Notable changes
Security Fixes
This release addresses several consensus and denial-of-service
vulnerabilities in zcashd, all reachable by a remote peer or miner.
This is a time-critical upgrade. It is released in coordination with a
soft fork that activates at mainnet block height 3363426
(approximately 02:00 UTC on 2026-06-02). Mining nodes that have not
upgraded before activation are likely to produce blocks the upgraded
majority rejects, resulting in high orphan rates; exchanges and other
operators should upgrade within the same window to remain in consensus
with the network. A further release will be required shortly after
activation — operators should keep deployment staff reachable and be
prepared to deploy it promptly.
The following advisories are addressed:
| GHSA | Summary | Impact |
|---|---|---|
| GHSA-rpcw-q5mr-gq35 | NU5+ block-body poisoning: v5 authorizing data is bound by hashAuthDataRoot (not hashMerkleRoot), so a body-derived rejection firing before the auth-commitment check could mark an honest header BLOCK_FAILED_VALID.

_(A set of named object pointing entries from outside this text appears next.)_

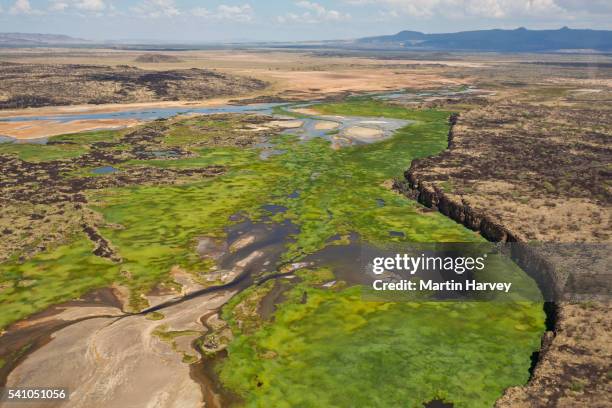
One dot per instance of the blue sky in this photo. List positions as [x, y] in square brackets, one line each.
[229, 20]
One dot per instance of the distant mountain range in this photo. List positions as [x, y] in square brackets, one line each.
[519, 40]
[27, 39]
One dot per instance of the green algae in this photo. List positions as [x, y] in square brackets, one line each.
[334, 349]
[64, 273]
[338, 350]
[63, 146]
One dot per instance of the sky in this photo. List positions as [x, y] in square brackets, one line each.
[192, 21]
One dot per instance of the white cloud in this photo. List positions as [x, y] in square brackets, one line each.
[315, 13]
[82, 5]
[496, 9]
[58, 5]
[91, 5]
[235, 13]
[156, 9]
[22, 7]
[242, 13]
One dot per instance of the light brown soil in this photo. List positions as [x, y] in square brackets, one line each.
[36, 129]
[536, 164]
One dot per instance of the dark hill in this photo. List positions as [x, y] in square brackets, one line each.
[520, 39]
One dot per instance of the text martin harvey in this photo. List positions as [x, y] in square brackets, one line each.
[451, 285]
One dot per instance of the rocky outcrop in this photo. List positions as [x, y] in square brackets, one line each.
[568, 369]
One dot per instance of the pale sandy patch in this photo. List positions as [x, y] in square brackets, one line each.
[306, 111]
[364, 133]
[326, 125]
[37, 129]
[287, 124]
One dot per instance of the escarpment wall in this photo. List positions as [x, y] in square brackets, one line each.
[550, 280]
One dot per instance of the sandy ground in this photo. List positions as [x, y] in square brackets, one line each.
[303, 76]
[287, 124]
[326, 125]
[114, 358]
[363, 133]
[37, 129]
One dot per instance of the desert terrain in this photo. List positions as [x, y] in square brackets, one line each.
[217, 239]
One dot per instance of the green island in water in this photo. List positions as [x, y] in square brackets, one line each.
[321, 344]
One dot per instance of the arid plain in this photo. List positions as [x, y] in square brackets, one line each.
[524, 156]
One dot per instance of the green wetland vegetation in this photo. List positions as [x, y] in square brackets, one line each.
[323, 346]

| Permanent rejection of a valid header (DoS / consensus divergence). |
| GHSA-qvwc-hc2r-82qv | Incomplete fix for the above via the bad-blk-sigops rejection: mutated v5 scriptSig changes the per-block sigop count before the auth commitment is verified.
| Same header-poisoning DoS as GHSA-rpcw-q5mr-gq35. |
| GHSA-wmwc-773c-qcvv | Same class via the bad-cb-length (coinbase length) trigger path.

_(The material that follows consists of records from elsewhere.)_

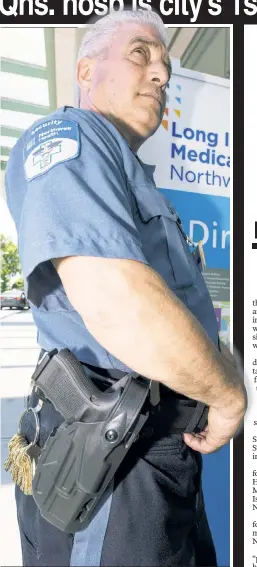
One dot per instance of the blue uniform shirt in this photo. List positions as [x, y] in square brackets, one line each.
[74, 187]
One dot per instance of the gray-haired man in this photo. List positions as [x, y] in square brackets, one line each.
[109, 275]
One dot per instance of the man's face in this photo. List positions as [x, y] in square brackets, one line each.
[128, 85]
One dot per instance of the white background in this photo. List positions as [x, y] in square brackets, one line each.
[250, 280]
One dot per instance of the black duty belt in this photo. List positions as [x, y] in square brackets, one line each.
[174, 414]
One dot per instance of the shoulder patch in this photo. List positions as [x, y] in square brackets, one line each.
[49, 143]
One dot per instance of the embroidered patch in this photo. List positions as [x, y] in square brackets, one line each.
[50, 143]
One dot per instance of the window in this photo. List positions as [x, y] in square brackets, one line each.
[27, 81]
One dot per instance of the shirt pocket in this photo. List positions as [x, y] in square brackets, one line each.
[164, 244]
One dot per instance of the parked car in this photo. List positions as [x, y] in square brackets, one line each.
[14, 299]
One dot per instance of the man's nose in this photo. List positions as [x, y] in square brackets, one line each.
[159, 73]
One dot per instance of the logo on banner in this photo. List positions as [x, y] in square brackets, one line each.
[177, 110]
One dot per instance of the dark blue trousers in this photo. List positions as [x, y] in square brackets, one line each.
[152, 514]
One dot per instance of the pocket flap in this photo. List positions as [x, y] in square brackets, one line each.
[151, 203]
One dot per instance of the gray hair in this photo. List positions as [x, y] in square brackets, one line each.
[97, 37]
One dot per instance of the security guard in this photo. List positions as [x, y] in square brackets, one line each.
[109, 275]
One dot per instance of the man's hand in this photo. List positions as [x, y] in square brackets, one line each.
[223, 424]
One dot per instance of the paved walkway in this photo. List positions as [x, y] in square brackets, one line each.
[18, 358]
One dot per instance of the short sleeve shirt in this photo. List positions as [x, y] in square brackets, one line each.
[75, 188]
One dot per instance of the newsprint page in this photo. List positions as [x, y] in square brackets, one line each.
[250, 283]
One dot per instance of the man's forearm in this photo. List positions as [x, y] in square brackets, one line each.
[135, 316]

| Same header-poisoning DoS. |
| GHSA-382w-958v-m5jr | Same class via the bad-blk-length (near-MAX_BLOCK_SIZE body) trigger path.
| Same header-poisoning DoS. |
| GHSA-g4x5-crjh-29ff | A coinbase transaction with a positive Sapling or Orchard value balance desynchronizes chain-supply accounting from pool balances in ConnectBlock, triggering AbortNode before binding-signature validation. The block stays MODE_ERROR, so it is retried on restart.
| Node shutdown / crash loop from a single valid-PoW block. |
| GHSA-78pp-mc9g-g4mw | A block whose aggregate per-pool value delta is out of monetary range failed in ReceivedBlockTransactions with MODE_VALID, so the sending peer was never banned and replaying the P2P message re-wrote the body to disk indefinitely.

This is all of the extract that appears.